Warning: If you stay here long enough you will gain weight! Grazing here strongly suggests that you are either omnivorous, or a glutton. And you might like cheese-doodles.
BTW: I'm presently searching for another person who likes cheese-doodles.
Please form a caseophilic line to the right. Thank you.

Tuesday, April 11, 2017

RED AILANTHUS AND OTHER ELEMENTS

On April 6, 1941, eleven college boys rowing on Lake Biwa in Japan perished when their boat overturned in bad weather. The following year one thousand cherry trees were planted near where it happened as a memorial.
A few months after they drowned, a song was released, the Biwako Aika (Biwa Lake Elegy), which has a sweet and plaintive melody.

Lake Biwa is Japan's largest lake. Kyoto (京都) is to the south-west, about eight kilometres away, and Hikone Castle (彦根城), which is mentioned in the first verse, is visible along the eastern shore. The Castle is about ten kilometres south of Nagahama (長浜), and looks out over the water towards Takashima (高島) on the opposite shore.

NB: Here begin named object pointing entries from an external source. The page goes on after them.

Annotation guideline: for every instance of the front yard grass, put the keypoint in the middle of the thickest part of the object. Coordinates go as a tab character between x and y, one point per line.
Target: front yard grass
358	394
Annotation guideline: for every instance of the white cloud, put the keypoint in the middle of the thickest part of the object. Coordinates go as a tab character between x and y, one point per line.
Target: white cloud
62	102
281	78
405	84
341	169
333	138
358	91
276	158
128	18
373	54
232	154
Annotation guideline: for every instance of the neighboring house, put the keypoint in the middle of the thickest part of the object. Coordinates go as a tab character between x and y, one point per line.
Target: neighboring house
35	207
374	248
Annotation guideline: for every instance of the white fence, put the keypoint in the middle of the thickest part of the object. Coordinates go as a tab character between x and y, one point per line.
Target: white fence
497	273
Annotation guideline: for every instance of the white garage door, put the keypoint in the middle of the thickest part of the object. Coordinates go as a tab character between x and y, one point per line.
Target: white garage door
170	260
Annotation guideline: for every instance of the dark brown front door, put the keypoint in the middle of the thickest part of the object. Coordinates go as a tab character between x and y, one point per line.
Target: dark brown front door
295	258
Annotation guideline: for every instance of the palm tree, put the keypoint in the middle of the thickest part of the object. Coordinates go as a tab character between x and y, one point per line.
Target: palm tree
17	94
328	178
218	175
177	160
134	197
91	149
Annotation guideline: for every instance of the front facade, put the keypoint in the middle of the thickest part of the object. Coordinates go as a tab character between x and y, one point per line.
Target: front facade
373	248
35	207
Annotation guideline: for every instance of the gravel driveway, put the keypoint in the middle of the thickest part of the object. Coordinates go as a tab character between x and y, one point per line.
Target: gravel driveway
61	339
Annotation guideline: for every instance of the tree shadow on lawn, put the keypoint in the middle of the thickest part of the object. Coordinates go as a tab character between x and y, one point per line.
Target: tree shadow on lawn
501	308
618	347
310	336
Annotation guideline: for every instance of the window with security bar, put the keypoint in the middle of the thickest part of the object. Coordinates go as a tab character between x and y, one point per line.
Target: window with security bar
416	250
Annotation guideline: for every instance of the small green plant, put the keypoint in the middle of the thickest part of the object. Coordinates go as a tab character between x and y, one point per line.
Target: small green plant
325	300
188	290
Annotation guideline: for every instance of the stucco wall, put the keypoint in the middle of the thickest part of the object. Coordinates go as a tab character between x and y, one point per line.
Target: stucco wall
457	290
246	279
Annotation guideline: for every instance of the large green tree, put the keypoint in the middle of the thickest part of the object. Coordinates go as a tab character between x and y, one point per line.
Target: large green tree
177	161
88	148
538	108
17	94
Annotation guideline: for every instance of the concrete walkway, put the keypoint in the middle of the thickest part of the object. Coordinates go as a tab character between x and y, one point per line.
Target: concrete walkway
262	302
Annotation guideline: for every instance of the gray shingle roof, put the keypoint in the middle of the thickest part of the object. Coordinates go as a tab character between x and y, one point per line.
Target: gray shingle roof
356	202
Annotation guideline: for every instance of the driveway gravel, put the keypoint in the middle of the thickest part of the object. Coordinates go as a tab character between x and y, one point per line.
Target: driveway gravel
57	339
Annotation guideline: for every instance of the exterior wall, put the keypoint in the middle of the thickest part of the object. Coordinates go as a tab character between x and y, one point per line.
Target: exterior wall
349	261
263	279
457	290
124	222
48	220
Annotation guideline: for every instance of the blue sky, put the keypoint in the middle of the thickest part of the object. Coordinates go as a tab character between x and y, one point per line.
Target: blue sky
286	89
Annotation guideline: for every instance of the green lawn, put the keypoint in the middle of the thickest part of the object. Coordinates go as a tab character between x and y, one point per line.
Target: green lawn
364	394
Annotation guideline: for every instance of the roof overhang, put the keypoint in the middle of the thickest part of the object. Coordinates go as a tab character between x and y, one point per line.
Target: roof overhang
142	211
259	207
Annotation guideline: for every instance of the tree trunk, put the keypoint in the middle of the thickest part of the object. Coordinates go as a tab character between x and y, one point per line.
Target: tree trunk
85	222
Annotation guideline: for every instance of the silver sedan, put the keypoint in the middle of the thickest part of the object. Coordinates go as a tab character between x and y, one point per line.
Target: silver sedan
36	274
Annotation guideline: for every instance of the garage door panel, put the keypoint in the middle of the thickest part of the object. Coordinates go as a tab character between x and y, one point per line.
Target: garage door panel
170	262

Shiga Perfecture (滋賀県), where Lake Biwa is situated, is altogether about two hundred and fifty kilometres distant from Tokyo, and much closer to Osaka (大阪) and Kobe (神戸).

You probably know the last mentioned from the Studio Ghibli film 'Grave of the Fireflies' (火垂るの墓 Hotaru no haka). If not, please see it.

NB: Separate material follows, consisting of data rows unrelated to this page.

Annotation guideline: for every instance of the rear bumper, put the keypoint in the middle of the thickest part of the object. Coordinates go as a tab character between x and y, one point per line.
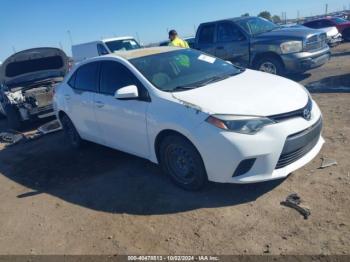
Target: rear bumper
304	61
333	41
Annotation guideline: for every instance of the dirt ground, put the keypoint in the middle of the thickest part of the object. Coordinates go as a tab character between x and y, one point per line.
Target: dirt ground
54	200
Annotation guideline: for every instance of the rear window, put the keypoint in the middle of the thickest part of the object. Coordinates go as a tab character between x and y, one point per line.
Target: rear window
33	65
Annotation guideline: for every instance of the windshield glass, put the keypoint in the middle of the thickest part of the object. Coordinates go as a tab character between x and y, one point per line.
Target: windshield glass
256	25
122	45
339	20
183	69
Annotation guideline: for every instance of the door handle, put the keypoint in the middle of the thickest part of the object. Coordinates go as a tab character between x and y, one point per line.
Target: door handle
99	104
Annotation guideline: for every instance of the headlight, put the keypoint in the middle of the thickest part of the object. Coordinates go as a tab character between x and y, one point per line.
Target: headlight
291	47
241	124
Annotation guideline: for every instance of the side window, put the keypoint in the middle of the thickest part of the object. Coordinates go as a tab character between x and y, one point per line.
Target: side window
86	77
114	76
101	50
206	34
228	32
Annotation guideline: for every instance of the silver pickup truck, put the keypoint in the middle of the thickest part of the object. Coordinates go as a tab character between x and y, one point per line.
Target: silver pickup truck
27	81
260	44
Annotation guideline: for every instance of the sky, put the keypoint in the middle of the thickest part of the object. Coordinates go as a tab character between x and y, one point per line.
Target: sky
26	24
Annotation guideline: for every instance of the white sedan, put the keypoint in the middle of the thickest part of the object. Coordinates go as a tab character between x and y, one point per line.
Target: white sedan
199	117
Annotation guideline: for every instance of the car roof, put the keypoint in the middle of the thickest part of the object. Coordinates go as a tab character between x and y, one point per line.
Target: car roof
137	53
117	38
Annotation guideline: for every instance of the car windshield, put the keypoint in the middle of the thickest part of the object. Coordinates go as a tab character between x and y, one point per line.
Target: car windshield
339	20
183	69
122	45
256	25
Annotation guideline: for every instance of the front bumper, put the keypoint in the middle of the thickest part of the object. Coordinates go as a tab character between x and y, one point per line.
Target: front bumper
222	154
304	61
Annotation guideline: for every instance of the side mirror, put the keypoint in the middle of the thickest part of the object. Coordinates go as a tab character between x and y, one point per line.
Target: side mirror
127	92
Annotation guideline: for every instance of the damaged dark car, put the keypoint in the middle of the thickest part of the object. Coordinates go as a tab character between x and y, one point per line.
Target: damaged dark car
27	81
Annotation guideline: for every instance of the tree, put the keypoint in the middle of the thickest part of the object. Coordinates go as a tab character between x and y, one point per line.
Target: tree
276	19
266	15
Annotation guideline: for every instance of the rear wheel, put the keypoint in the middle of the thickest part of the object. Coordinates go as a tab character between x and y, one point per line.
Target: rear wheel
182	162
270	65
14	119
71	133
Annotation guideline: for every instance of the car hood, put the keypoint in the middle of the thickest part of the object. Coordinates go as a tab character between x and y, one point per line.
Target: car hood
33	65
249	93
289	33
330	31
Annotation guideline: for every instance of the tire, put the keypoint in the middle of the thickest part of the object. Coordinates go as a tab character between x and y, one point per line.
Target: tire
182	162
14	119
71	132
270	65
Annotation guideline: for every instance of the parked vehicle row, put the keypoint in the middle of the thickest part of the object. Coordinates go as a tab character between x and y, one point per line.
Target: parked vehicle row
192	113
84	51
27	82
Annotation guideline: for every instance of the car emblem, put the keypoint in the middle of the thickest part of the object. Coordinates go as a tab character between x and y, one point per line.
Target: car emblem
307	114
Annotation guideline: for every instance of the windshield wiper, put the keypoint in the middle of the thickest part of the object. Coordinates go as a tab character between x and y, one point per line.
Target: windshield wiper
183	88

The classic rendition of the song is by Shoji Taro (東海林太郎) and Ogasawara Mitsuko (小笠原美都子). The video below was made over a quarter of a century after the song was published.
It is still a favourite.


琵琶湖哀歌.東海林太郎.小笠原美都子.



Source, along with a transcription and a translation:
http://photoguide.jp/txt/Biwako_Aika.


To my mind the lyrics have much of the same taste as many poems from China written during the Tang Dynasty. Marsh birds, water as a backdrop to sadness, distant views of castles, or bridges, or settlements, across the lake or river, regret and remembrance.

That may just be my mind recognizing kinships which aren't there.
I am a foreigner to both Chinese and Japanese cultures.
As an outsider looking in, I see different things.
Related themes with reflected symbologies.



Of course, like a complete freak, I prize the Vocaloid version more.
And naturally I found that rendition first.